Ingredients: 1 cup almond flour. 1 cup powdered sugar. 1/4 cup aquafaba liquid from canned chickpeas. 1/4 cup granulated sugar. 1/2 tsp cream of tartar. 1/2 tsp vanilla extract. 1/4 tsp salt. 1/2 cup vegan caramel sauce. 1/4 tsp sea salt for caramel filling.
Instructions: Preheat your oven to 300F 150C. Line a baking sheet with parchment paper. In a food processor, pulse almond flour and powdered sugar together until well combined. Sift this mixture into a bowl, discarding any larger almond pieces. In a separate bowl, whip aquafaba and cream of tartar until it forms stiff peaks.
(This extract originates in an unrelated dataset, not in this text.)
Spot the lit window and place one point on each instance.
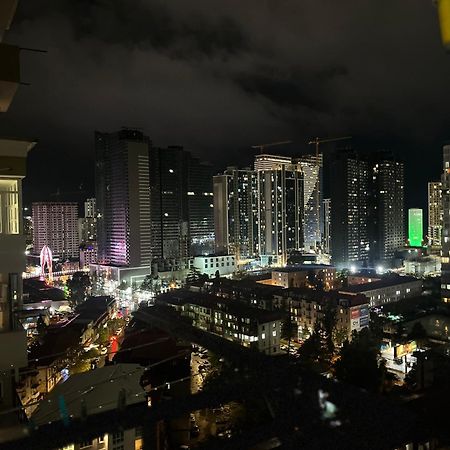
(9, 207)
Gradually add granulated sugar while whipping the aquafaba until it becomes glossy and holds its shape. Fold the almond flour mixture into the aquafaba mixture in thirds until fully combined. Be gentle to maintain the airiness. Add vanilla extract and continue folding until the batter is smooth and flows like lava. Transfer the batter to a piping bag with a round tip and pipe small rounds onto the prepared baking sheet. Let them rest for 30 minutes to form a skin. Bake in the preheated oven for 18-20 minutes until the macarons have firm, smooth tops and can be easily lifted off the parchment paper. Let the macarons cool completely on the baking sheet. Once cooled, pair up macarons of similar size. On one half of each pair, spread a small amount of vegan caramel sauce and sprinkle a pinch of sea salt. Gently sandwich the halves together to create the macarons. Serve and enjoy your Vegan Salted Caramel Macarons!